Just as any two coinciding activities can be turned into a competition—e.g., penny pitching, centipede racing—almost any fixed text can serve as the basis for synchronized consumption of intoxicating beverages. In 2006, Byron Hatfield's comedy troupe, finding their late-nite audiences at Gorilla Tango to be dominated by Bucktown hipsters coming off pub crawls, began incorporating drinking rituals into their sketches. Eight years and three locations later, the interactive revue dubbed Bye, Bye, Liver continues to draw crowds of thirsty pilgrims. Its present home at Lakeview's Public House (formerly known as Live Bait and Teatro Luna) boasts an in-house bar stocked with an array of firewaters, as well as non-alcoholic libations.
Given the potential for pandemonium engendered by the intimate mainstage quarters, the evening's festivities commence after a suitably smarmy emcee reconnoiters the outposts of birthday, bachelorette and office parties, followed by a brief orientation to the difference between the show on the stage and that transpiring at the tables.

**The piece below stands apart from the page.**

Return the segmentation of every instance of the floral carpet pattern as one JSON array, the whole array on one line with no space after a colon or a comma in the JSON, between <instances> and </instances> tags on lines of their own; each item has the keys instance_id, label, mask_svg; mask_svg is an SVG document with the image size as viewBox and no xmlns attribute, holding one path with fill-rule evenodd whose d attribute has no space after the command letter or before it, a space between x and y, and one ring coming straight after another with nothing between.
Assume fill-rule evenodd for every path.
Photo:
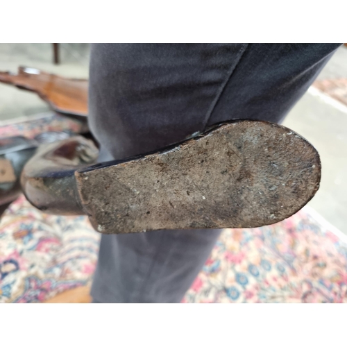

It should come as no surprise that most of the scripted material addresses the theme of dating in bars; one episode replays a couple's anniversary tryst under the influence of various tipples. (Nota Bene: Beware of renewing your pledge with Jose Cuervo.) Another proposes a doorman who trains a naive nebbish in the fine points of clubworthy cool so that soon his pupil is jumping velvet ropes with the panache of a seasoned slickster.
The night's agenda also repeats some favorite sketches from the original revue, though anybody hoping for a glimpse of the legendary "Edward Forty-Hands" will be disappointed.
The games likewise remain within the capabilities of the players: A musical quiz, with categories listed under appropriately provocative labels, challenges the contestant to guess the title of a song after hearing only a few notes supplied by the stageside piano man (Tilliski Ramey on the night I attended), victory or loss determining whether the spectators join the winner in a bottoms-up before everyone sings the fatal chorus. Later tests of acuity-under-inebriation wisely demand less factual recall.
Even when the action spills into the room's farthest corners, the performers exercise impeccable control of their environment, so that the raucous revelry never descends into chaos. Running just a little over an hour, this brand of humor initially may seem geared exclusively to youngsters in the first blush of romance, but the inclusion of a Neil Diamond classic among the name-that-tune selections offers assurance that oldsters ready for some fun are welcome, too.